Between natural disasters like Hurricanes Sandy and Irene or man-made disasters like the recent data center outages, disasters happen. The question isn’t whether they will happen. The question is: What can be done to avoid the next one? Cloud computing provides a significant advantage to avoid disaster. However, simply leveraging cloud-based services is not enough. First, a tiered approach in leveraging cloud-based services is needed. Second, a new architectural paradigm is needed. Third, organizations need to consider the holistic range of issues they will contend with.
Technology Clouds Help Natural Clouds
If used correctly, cloud computing can significantly limit or completely avoid outages. Cloud offers a physical abstraction layer and allows applications to be located outside of disaster zones where services, staff and recovery efforts do not conflict.
- Leverage commercial data centers and Infrastructure as a Service (IaaS). Commercial data centers are designed to be more robust and resilient. Prior to a disaster, IaaS provides the ability to move applications to alternative facilities out of harms way.
- Leverage core application and platform services. This may come in the form of PaaS or SaaS. These service providers often architect solutions that are able to withstand single data center outages. That is not true in every case, but by leveraging this in addition to other changes, the risks are mitigated.
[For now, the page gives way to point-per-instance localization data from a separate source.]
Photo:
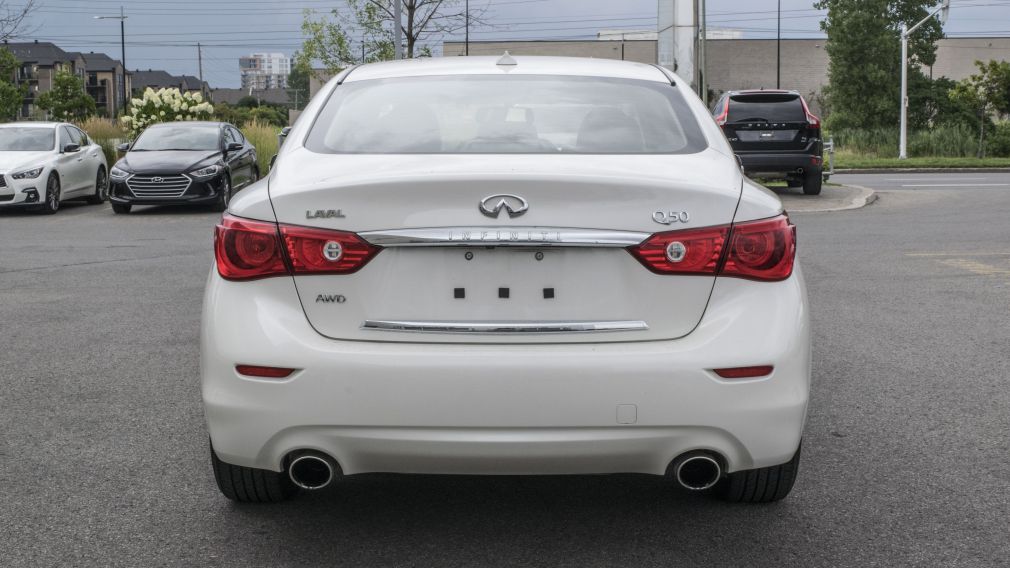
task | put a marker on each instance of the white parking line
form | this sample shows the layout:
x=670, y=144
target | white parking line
x=931, y=179
x=958, y=185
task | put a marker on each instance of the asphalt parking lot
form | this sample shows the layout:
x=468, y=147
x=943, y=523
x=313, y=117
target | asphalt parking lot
x=906, y=460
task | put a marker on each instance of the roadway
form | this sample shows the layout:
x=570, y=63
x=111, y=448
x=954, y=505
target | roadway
x=906, y=460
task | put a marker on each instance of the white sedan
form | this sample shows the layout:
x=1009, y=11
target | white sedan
x=43, y=164
x=506, y=266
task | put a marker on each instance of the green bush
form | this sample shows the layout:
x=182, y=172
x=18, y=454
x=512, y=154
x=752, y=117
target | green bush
x=264, y=137
x=957, y=140
x=998, y=140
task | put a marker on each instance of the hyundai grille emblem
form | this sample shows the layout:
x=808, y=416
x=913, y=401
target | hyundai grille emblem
x=513, y=205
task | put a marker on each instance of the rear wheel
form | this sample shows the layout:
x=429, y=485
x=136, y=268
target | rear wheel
x=250, y=485
x=101, y=188
x=812, y=183
x=762, y=485
x=52, y=203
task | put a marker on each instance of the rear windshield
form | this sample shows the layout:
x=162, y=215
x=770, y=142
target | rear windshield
x=505, y=114
x=766, y=108
x=26, y=138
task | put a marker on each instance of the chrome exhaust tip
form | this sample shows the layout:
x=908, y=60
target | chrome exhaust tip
x=697, y=471
x=312, y=470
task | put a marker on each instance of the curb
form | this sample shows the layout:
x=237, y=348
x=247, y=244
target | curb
x=865, y=197
x=922, y=171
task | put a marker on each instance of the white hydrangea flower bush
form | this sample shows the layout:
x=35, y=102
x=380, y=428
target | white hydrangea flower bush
x=165, y=105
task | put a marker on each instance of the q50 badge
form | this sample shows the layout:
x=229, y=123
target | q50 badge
x=671, y=217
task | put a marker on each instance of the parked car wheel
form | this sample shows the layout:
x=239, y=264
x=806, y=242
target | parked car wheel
x=249, y=485
x=52, y=203
x=101, y=188
x=762, y=485
x=225, y=196
x=812, y=183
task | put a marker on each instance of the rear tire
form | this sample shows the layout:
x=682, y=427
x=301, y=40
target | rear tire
x=225, y=195
x=101, y=188
x=250, y=485
x=812, y=183
x=762, y=485
x=52, y=199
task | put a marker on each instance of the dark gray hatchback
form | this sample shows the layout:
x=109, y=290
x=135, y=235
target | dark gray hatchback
x=775, y=134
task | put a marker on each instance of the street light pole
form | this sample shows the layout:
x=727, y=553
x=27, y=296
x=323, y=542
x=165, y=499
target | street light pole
x=397, y=29
x=778, y=50
x=122, y=45
x=943, y=10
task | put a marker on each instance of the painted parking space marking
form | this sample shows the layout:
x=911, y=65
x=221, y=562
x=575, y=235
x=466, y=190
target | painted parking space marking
x=957, y=185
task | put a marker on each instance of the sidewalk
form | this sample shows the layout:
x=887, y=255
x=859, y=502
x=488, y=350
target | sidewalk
x=831, y=198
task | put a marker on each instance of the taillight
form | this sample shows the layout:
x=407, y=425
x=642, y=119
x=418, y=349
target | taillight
x=811, y=119
x=247, y=250
x=317, y=251
x=724, y=115
x=763, y=250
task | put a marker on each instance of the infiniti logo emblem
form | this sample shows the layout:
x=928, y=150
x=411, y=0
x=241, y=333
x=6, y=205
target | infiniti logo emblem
x=514, y=205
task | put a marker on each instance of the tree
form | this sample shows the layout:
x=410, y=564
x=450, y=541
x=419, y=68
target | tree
x=332, y=42
x=67, y=100
x=13, y=18
x=298, y=82
x=985, y=92
x=11, y=94
x=865, y=50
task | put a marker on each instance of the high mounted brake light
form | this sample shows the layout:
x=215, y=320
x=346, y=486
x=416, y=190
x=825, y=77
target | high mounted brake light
x=248, y=250
x=762, y=250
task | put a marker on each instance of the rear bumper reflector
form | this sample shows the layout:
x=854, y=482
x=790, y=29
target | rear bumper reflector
x=504, y=327
x=266, y=372
x=744, y=372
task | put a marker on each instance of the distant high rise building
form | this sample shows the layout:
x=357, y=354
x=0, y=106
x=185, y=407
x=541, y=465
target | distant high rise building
x=265, y=71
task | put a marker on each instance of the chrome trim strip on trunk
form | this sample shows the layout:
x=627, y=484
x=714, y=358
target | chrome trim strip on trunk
x=503, y=327
x=503, y=237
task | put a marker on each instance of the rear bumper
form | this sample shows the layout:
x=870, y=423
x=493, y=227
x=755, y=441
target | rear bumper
x=198, y=193
x=505, y=408
x=780, y=163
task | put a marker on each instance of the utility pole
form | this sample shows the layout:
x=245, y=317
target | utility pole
x=943, y=11
x=778, y=51
x=397, y=29
x=122, y=44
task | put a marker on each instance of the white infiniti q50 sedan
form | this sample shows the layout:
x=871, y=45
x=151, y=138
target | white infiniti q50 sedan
x=505, y=266
x=44, y=164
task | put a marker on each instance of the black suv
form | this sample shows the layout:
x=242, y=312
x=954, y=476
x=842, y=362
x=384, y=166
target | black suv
x=774, y=134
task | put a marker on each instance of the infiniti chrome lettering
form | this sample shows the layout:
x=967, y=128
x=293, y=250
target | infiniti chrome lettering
x=505, y=235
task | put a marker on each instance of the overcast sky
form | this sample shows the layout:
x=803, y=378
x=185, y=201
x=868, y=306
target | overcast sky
x=164, y=33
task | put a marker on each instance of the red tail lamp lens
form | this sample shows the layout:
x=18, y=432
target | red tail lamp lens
x=265, y=372
x=683, y=252
x=316, y=251
x=246, y=250
x=744, y=372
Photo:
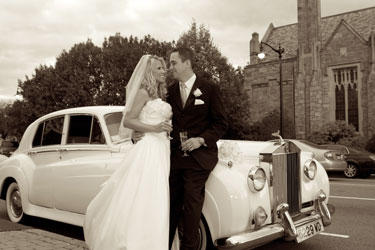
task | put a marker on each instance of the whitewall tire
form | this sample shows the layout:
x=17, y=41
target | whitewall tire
x=14, y=203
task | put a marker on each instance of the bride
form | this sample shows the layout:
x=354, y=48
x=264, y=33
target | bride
x=131, y=211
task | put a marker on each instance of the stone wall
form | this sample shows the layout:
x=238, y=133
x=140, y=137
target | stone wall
x=262, y=86
x=343, y=49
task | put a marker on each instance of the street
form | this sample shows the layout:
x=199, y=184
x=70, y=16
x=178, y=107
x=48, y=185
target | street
x=353, y=223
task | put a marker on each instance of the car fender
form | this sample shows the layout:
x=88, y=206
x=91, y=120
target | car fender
x=229, y=203
x=19, y=168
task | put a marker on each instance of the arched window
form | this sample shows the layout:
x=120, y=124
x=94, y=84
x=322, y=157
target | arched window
x=346, y=95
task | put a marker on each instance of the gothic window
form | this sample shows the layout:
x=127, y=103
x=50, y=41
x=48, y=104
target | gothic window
x=346, y=95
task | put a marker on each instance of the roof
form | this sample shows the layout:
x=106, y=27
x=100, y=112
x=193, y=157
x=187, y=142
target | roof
x=99, y=110
x=362, y=21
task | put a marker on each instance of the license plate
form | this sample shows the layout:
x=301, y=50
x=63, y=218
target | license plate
x=309, y=230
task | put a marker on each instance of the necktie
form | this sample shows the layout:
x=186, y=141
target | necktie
x=183, y=91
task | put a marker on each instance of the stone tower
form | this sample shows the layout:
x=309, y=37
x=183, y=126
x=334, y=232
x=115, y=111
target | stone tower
x=308, y=82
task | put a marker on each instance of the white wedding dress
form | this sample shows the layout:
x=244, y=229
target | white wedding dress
x=131, y=211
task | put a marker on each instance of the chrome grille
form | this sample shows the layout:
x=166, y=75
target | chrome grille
x=286, y=181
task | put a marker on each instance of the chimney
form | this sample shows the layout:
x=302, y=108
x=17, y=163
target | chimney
x=254, y=48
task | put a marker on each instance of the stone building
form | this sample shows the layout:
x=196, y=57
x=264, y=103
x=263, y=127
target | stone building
x=328, y=71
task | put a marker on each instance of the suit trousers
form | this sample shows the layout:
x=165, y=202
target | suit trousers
x=187, y=187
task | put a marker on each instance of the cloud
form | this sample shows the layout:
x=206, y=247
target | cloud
x=36, y=32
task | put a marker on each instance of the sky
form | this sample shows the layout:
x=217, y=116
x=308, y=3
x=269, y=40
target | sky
x=35, y=32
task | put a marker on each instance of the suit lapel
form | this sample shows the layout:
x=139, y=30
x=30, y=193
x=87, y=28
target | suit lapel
x=177, y=95
x=191, y=96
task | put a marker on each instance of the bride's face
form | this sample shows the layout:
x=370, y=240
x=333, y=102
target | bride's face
x=159, y=72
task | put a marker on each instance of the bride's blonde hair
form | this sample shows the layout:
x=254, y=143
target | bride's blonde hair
x=153, y=88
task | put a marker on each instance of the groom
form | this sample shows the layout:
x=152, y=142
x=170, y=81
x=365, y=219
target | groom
x=198, y=109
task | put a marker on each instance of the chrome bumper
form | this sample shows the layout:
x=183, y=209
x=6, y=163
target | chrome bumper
x=286, y=228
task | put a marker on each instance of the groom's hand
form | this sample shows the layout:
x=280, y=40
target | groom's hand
x=192, y=143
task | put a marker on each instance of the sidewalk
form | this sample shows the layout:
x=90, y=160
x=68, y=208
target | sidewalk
x=35, y=239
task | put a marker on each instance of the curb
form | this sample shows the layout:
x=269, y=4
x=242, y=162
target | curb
x=26, y=239
x=58, y=237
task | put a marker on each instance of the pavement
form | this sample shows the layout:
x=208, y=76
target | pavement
x=36, y=239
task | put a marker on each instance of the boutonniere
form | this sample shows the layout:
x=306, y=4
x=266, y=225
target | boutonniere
x=197, y=93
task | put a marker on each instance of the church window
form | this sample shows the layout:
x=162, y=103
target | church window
x=346, y=95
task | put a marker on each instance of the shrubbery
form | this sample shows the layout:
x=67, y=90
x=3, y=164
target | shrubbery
x=370, y=146
x=338, y=132
x=262, y=130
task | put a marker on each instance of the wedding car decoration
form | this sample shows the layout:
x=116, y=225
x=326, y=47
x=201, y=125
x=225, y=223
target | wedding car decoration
x=230, y=152
x=197, y=93
x=64, y=157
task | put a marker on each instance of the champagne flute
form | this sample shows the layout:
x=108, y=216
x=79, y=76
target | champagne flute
x=183, y=138
x=169, y=133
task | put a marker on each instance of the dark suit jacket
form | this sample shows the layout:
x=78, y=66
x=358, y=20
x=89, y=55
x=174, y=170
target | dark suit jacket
x=206, y=120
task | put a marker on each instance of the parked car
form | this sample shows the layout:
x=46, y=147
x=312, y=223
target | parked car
x=332, y=160
x=258, y=192
x=360, y=162
x=8, y=147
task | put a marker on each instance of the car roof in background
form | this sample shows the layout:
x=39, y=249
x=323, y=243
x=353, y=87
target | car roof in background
x=99, y=110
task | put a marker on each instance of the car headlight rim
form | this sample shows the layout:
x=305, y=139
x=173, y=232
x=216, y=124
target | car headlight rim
x=256, y=179
x=310, y=169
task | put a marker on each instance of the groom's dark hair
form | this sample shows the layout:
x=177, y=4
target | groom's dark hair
x=186, y=54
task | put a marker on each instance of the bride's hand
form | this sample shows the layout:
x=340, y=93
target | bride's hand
x=163, y=127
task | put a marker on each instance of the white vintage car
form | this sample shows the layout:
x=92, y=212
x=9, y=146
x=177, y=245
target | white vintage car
x=258, y=192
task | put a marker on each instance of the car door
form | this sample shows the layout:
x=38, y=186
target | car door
x=84, y=164
x=45, y=155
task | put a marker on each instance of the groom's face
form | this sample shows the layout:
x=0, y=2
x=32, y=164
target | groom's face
x=177, y=66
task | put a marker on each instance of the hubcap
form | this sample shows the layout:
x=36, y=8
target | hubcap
x=351, y=171
x=16, y=204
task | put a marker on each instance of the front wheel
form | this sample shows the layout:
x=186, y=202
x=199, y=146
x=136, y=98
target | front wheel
x=351, y=170
x=14, y=203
In all cases, it is important to ‘trust but verify’ when evaluating providers. Neither tier provides a silver bullet. The key is: Take a multi-faceted approach that architects services with the assumption for failure.
Changes in Application Resiliency
Historically, application resiliency relied heavily on redundant infrastructure. Judging from the responses to Amazon’s recent outages, users still make this assumption. The paradigm needs to change. Applications need to take more responsibility for resiliency. By doing so, applications ensure service availability in times of infrastructure failure.
In a recent blog post, I discussed the relationship cloud computing provides to greenfield and legacy applications. Legacy applications present a challenge to move into cloud-based services. They can (and eventually should) be moved into cloud. However, it will require a bit of work to take advantage of what cloud offers.
Greenfield applications, on the other hand, present a unique opportunity to fully take advantage of cloud-based services…if used correctly. With Hurricane Sandy, we saw greenfield applications still using the old paradigm of relying heavily on redundant infrastructure. And the consequence was significant application outages due to infrastructure failures. Consequently, greenfield applications that rely on the new paradigm (ie: Netflix) experienced no downtime due to Sandy. Netflix not only avoided disaster, but saw a 20% increase in streaming viewers.
Moving Beyond Technology
Leveraging cloud-based services requires more than a technology change. Organizational impact, process changes and governance are just a few of the things to consider. Organizations need to consider the changes to access, skill sets and roles. Is staff in other regions able to assist if local staff is impacted by the disaster? Fundamental changes from change management to application design processes will change too. And at what point are services preemptively moved to avoid disaster? Lastly, how do governance models change if the core players are out of pocket due to disaster? Without considering these changes, the risks increase exponentially.
So, where you do you get started? First, determine where you are today. All good maps start with a “You Are Here” label. Consider how to best leverage cloud services and build a plan. Take into account your disaster recovery and business continuity planning. Then put the plan in motion. Test your disaster scenarios to improve your ability to withstand outages. Hopefully by the time the next disaster hits (and it will), you will be in a better place to weather the storm.